Transthoracic echocardiographic (TTE) detection of bubbles in the heart after ultrasound-guided foam sclerotherapy (UGFS) of leg veins.

Transcranial Doppler (TCD) detection of gas emboli in the middle cerebral artery after ultrasound-guided foam sclerotherapy (UGFS) of leg veins.
Discussion
The MVI program for evaluation of new procedures has demonstrated that foam propagates from the site of injection to the deep veins and to the right heart. Epidemiological data indicate that about one-fifth to one-quarter of the general population may have a patent foramen ovale in the heart. 20 A select group of patients with greater probability of having a PFO was entered in this study. The incidence of bubbles in the left heart was about three times greater than expected for the general population. About half of the patients with a positive TTE had the findings confirmed by TCD. As experience is gained with this monitoring technique, one expects a higher detection rate. Nevertheless, one should not expect that all bubble pathways go through the middle cerebral artery of one side or another. The TCD did not contradict a negative finding by TTE. Although a slight majority of patients reported symptoms of one degree or another, the numbers and the consistency were not enough for an evaluation at this stage.
This study was intended to test for PFO. Therefore, patients were injected without elevation of the legs and were asked to exercise the calf muscles. Leg elevation is being prescribed based on the concept that bubbles go up against the forces of gravity. In contrast, however, the hypothesis exists that bubbles mix with blood, and if blood moves toward the heart, then foam also moves toward the heart.
Testing every patient for PFO is too cumbersome, often unproductive, and unaffordable. Therefore, protocols are being developed to select patients for PFO diagnostic evaluation. This examination requires foam injection for the TTE to be more efficient and more sensitive than color flow TTE alone. The bubbles are more readily detected by US. Selection of these patients is being done either by past clinical history or by clinical response to the first therapeutic foam injections.

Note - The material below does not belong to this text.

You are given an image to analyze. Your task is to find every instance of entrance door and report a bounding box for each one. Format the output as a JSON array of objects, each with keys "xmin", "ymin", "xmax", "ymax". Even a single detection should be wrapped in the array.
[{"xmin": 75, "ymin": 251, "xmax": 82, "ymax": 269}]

In summary, this quality control program demonstrated that sclerosing foam left the superficial veins and navigated toward the heart after the usual flow of blood. Foam reaching the right heart may traverse to the left heart and may be detected at the middle cerebral artery. Awareness of the practicing physician must be enhanced to recognize patients with past story of PFO, or to detect the early signs and symptoms of an active right to left shunt early during UGFS.